Since the start of the COVID-19 pandemic in 2020, public health institutions around the world have implemented various nonpharmaceutical measures such as social distancing, frequent hand washing, and the use of face masks in an effort to reduce the spread of the virus. This has had the effect of reducing the transmission of other infectious agents. However, mid-2021 saw some experts raise the issue of the potential side effects of these measures, such as an increased risk of more serious RSV and influenza A epidemics.
In addition, doctors are observing an immunity gap as a result of decreased exposure to endemic viruses, and a decrease in vaccination coverage.
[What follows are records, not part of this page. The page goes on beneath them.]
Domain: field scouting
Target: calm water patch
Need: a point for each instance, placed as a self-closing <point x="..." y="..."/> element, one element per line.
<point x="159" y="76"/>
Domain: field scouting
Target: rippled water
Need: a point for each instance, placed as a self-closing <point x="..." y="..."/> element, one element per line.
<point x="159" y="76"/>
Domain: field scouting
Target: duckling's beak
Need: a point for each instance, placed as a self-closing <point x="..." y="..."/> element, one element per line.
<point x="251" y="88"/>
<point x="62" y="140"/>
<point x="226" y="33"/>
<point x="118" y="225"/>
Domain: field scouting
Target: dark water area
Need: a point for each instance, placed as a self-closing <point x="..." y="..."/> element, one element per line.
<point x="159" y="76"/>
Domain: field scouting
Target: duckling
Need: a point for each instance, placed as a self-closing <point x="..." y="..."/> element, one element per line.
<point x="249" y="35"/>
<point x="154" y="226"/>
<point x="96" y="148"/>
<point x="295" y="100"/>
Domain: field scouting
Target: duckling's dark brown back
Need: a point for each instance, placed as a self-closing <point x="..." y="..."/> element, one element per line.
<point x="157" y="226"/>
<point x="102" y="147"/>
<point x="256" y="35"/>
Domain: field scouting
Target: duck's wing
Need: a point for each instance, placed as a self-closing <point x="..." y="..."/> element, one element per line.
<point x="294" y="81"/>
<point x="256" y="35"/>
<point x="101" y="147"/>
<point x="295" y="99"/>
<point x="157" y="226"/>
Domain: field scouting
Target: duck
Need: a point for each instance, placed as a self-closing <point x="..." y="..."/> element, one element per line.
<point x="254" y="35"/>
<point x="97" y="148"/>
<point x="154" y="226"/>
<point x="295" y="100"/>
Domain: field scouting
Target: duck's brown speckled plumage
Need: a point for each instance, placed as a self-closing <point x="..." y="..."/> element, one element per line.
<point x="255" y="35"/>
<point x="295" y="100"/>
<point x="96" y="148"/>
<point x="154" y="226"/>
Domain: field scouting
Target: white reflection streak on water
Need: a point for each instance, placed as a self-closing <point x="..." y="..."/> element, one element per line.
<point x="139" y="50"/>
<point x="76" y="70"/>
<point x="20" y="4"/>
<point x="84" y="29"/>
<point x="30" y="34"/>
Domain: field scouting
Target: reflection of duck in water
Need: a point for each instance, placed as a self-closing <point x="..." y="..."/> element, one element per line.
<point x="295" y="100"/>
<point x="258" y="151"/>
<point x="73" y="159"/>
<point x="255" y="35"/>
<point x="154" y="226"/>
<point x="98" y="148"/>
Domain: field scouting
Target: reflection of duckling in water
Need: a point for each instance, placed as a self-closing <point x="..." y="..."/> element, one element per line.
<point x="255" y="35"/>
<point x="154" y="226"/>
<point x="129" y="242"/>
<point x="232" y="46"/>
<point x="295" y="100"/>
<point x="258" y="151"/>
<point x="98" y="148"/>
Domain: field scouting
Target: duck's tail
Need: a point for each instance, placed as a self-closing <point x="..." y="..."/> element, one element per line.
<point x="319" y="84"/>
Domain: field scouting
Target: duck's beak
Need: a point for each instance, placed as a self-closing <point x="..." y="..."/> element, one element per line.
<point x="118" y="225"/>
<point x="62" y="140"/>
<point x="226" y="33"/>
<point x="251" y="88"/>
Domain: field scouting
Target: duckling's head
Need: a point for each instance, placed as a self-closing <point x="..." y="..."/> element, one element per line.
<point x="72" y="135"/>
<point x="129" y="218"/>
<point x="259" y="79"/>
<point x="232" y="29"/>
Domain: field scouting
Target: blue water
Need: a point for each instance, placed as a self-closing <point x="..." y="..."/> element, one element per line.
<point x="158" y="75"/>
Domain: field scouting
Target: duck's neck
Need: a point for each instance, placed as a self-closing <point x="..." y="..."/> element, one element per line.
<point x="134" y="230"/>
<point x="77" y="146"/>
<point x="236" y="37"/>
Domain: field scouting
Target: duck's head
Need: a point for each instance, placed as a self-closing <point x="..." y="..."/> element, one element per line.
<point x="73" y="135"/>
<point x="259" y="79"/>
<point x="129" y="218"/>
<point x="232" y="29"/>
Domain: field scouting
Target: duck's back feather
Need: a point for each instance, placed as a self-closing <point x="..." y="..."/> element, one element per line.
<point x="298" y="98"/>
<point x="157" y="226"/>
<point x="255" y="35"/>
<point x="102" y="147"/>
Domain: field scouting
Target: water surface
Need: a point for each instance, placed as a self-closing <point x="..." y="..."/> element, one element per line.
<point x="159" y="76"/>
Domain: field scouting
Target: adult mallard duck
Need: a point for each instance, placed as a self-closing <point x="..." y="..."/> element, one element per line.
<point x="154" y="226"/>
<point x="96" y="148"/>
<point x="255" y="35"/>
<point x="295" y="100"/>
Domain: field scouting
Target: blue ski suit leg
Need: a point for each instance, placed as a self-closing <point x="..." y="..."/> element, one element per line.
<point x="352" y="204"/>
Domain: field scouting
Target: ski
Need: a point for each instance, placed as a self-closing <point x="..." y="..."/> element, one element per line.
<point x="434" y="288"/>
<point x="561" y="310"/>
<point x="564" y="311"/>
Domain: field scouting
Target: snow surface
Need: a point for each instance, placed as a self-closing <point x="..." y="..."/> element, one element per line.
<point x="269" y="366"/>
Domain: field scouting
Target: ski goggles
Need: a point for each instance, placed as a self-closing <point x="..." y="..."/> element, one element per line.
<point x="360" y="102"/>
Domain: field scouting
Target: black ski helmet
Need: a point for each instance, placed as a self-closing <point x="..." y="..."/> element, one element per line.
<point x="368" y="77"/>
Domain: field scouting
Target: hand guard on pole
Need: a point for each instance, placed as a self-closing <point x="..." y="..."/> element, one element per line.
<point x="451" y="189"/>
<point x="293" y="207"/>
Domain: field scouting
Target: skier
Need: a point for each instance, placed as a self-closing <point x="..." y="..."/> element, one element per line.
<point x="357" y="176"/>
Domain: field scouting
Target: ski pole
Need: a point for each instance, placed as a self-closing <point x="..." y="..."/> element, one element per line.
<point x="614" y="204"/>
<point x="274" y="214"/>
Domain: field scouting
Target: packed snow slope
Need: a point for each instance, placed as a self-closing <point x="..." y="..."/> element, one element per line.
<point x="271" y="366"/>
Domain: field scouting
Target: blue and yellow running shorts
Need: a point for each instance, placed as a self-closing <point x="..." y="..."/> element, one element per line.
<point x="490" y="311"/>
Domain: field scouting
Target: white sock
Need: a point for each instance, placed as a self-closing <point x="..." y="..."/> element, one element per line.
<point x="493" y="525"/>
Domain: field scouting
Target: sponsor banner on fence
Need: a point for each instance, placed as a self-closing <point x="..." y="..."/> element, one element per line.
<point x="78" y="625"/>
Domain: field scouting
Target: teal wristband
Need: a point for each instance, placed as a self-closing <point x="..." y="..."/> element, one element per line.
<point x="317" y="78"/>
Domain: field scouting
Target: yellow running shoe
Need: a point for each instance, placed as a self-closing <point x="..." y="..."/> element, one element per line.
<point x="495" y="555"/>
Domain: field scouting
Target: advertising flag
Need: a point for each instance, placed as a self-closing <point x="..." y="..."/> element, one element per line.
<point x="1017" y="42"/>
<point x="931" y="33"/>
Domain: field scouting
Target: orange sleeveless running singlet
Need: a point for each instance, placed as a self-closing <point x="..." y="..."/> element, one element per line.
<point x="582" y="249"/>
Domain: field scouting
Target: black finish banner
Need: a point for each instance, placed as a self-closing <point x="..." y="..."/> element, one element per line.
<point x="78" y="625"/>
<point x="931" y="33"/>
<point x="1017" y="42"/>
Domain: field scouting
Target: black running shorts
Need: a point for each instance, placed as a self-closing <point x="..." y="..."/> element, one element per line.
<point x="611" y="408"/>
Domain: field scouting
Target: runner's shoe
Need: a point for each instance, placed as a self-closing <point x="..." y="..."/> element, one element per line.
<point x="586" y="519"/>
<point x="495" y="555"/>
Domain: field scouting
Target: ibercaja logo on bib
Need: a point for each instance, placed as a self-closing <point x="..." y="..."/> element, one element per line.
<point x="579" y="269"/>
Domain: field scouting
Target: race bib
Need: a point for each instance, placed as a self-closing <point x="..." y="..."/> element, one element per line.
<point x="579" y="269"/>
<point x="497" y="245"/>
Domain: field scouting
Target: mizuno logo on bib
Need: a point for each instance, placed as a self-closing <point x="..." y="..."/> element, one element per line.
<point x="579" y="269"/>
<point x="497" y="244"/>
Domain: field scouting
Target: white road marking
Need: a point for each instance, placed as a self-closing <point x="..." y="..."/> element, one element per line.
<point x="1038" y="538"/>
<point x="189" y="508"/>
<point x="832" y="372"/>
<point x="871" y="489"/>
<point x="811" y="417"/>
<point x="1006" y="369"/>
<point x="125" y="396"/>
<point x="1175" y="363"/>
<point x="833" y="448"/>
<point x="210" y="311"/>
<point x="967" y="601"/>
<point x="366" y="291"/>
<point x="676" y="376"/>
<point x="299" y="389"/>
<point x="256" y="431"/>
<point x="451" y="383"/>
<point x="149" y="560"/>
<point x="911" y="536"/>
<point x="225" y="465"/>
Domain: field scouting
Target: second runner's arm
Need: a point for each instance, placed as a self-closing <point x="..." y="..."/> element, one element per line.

Erandeni Martínez Jiménez, biomedicine graduate and member of the Medical Virology Laboratory of the Mexican Institute of Social Security (IMSS), and Andreu Comas, MD, MHS, PhD, of the Center for Research in Health Sciences and Biomedicine (CICSaB) of the Autonomous University of San Luis Potosí (UASLP) School of Medicine in San Luis Potosí, Mexico, have both noted increased cases of other diseases such as measles, rubella, mumps, tetanus, diphtheria, whooping cough, and meningeal tuberculosis.
John Paget, PhD, from the Netherlands Institute for Health Services Research (Nivel) in Utrecht, has also highlighted the sudden decrease in the cocirculation of two distinct lineages of influenza B viruses since March 2020. He believes that determining the extinction of the B/Yamagata lineage is critical due to the possibility of a reintroduction of the lineage in the future.
Martínez Jiménez and Comas García both agree that the only way to overcome the immunity gap phenomenon is through vaccination campaigns. Comas García has called for continuing precautionary measures before the arrival of the sixth wave of COVID-19 and has recommended that those over 18 years of age who have not had any vaccine doses be offered the Abdala vaccine, although there are no studies on this vaccine as a booster.